The hearing was largely held in a cordial atmosphere, far from the vicious attacks that Trump, father and son, usually makes against the judiciary.
“Leave my children alone, Engoron. You are a disgrace to the legal profession,” Donald Trump Sr. wrote overnight on his social network Truth Social, addressing Judge Arthur Engoron, who is presiding over the case and has already imposed $15,000 in fines for assaulting his clerk.
Donald Trump, 77, is scheduled to be questioned on Monday, almost a year before the 2024 presidential election in which he hopes to return to the leadership of the United States.
The defense asserts that the valuations of the group’s assets, such as Trump Tower and Wall Street Building 40, were subjective but honest and the banks lost nothing.
– “Repeated scams” –
But according to Michiel McCarty, head of the investment bank MM Dillon & Co., who spoke as an expert on Wednesday, lending banks like Deutsche Bank could have resorted to higher interest rates if the outlook was less rosy.
He examined four loans to finance projects around a golf course in Florida, two luxury hotels in Washington and Chicago and 40 Wall Street and estimated interest losses between 2014 and 2023 at $168 million. A calculation disputed by the defense.
Donald Trump was not in court on Wednesday. Since the beginning of the trial, as in the four other cases in which he is criminally charged, he has portrayed himself as the victim of a legal intrigue, particularly over an attempt to overturn the 2020 presidential election.
Former US President Donald Trump at Mar-a-Lago (Florida, USA) on April 4, 2023 (AFP / CHANDAN KHANNA)
If he doesn’t risk prison time in this civil case, the case could result in him losing control of some of his real estate assets, in addition to a $250 million fine and a ban from running companies in New York.

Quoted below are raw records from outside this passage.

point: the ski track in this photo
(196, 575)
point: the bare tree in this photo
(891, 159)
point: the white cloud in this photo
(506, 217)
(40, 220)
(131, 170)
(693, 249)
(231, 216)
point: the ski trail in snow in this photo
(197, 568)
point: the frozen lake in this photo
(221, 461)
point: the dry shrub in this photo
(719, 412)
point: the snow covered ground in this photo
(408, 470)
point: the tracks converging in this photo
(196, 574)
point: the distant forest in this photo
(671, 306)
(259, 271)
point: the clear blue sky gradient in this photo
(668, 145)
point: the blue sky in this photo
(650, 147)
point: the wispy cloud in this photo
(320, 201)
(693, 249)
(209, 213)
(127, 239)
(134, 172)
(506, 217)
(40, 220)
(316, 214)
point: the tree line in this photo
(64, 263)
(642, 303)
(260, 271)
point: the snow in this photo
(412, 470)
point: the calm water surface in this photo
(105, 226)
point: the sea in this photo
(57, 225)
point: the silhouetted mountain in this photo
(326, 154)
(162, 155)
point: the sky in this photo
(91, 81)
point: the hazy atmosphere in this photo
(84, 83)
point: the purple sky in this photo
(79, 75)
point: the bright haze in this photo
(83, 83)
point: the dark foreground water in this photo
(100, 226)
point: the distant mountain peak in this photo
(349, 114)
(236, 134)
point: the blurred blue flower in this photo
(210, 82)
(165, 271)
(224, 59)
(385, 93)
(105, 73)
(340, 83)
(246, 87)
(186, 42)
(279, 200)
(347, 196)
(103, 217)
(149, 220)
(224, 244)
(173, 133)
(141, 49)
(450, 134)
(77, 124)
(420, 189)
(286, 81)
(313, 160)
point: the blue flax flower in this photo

Even before the trial opened on October 2, Judge Engoron estimated that the Attorney General’s Office had presented “conclusive evidence that between 2014 and 2021 the defendants overstated assets” by “between 812 million (and) $2.2 billion,” depending on the year.
He ordered the companies to be liquidated due to “repeated fraud,” a real legal blow, but his decision was stayed on appeal.
The focus of the lawsuit is further violations of financial laws and the amount of the fine.